BUSINESS Polluting multinationals ‘enjoying key access to climate policymakers’
MULTINATIONAL firms such as BP and E.ON have been enjoying privileged access to key European climate policymakers, according to a new report.
Lobbyists for private energy firms and fossil-fuel industries accounted for more than four out of five meetings held by controversial EU Climate and Energy Commissioner Miguel Cañete, and Maros Sefcovic, vice- president for the EU’s Energy Union, in the year since they came to power.
One in three meetings were with BP and German- based energy firm, E.ON, the main lobbyists with 15 meetings each, according to Corporate European Observatory, a transparency group.
By contrast, the officials held six meetings with renewable-energy associations and neither recorded a single meeting with an exclusively renewable energy firm.

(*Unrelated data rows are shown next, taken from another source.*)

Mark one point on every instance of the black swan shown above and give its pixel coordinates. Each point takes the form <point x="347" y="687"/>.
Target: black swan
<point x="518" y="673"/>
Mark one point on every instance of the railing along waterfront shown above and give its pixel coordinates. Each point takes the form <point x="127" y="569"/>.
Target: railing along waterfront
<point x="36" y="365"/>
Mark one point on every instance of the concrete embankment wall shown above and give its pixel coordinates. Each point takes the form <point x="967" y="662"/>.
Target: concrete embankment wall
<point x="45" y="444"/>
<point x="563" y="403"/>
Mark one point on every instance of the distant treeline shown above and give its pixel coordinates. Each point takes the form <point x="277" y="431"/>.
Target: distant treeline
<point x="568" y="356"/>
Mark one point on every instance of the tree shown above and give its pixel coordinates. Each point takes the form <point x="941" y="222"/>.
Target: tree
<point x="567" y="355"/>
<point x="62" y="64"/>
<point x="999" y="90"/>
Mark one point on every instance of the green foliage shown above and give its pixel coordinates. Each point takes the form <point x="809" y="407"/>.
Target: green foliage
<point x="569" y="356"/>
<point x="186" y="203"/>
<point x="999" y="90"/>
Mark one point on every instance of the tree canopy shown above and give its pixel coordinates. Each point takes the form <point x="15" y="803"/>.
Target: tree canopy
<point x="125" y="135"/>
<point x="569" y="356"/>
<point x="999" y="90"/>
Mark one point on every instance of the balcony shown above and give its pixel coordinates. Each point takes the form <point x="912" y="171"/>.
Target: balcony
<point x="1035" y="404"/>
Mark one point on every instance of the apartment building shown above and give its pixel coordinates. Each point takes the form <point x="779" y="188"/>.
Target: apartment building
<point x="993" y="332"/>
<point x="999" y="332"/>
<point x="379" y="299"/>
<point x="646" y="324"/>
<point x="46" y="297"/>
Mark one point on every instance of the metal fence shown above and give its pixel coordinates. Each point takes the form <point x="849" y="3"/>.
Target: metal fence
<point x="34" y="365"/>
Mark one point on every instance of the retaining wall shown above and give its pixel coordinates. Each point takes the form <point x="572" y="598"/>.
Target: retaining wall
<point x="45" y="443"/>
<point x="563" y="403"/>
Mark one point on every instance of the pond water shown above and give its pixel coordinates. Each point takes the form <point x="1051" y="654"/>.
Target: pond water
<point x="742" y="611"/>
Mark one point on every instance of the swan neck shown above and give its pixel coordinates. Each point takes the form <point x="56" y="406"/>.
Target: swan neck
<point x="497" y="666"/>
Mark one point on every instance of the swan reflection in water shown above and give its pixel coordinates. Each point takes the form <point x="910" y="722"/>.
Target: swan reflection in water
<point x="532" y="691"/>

Critics claim the levels of access enjoyed by the fossilfuel industry helps explain why the EU is putting forward “timid and insufficient policies” that mainly benefit these firms ahead of important climate negotiations in Paris this month.
Belen Balanya said: “This data is extremely worrying given the sensitive topics these commissioners have been in charge of over the past year. Industry-friendly policies on car emissions, energy union, the Emissions Trading Scheme, and the upcoming Paris climate negotiations clearly reflect the disturbing level of access to decisionmakers enjoyed by dirty energy. While the science says we must urgently cut greenhouse gas emissions, boost renewables, and dramatically increase energy efficiency, the commission is moving in the opposite direction.”

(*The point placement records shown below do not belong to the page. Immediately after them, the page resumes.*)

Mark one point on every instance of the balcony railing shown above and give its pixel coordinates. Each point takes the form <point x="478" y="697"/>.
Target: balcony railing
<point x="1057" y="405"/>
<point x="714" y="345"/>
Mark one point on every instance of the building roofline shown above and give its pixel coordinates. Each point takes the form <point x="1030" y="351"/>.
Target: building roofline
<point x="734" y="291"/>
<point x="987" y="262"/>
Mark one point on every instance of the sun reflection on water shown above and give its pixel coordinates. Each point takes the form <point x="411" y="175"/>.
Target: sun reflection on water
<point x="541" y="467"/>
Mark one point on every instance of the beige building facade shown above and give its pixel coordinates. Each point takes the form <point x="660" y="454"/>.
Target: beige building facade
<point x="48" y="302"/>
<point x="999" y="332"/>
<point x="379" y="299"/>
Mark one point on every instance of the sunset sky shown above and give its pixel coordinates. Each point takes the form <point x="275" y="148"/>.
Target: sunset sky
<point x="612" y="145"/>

The report says neither official is close to meeting EC President Claude Juncker’s promise for “balance and representativeness” in the people and groups they meet.
“Civil society groups such as NGOs and trade unions were met far more often in larger groups than business groups, who enjoyed more one-to-one contact with the commission’s highest level officials,” Balanya said. “They should be reconsidering whether it is appropriate at all to meet the most polluting companies to discuss climate and energy policies. Those causing the problem should not be deciding how we fix it.”
The report calls for the prevention of fossil- fuel firms influencing climate and energy policy in the same way tobacco firms were excluded from health policy.
A spokeswoman for the Climate and Energy Commissioner declined to comment.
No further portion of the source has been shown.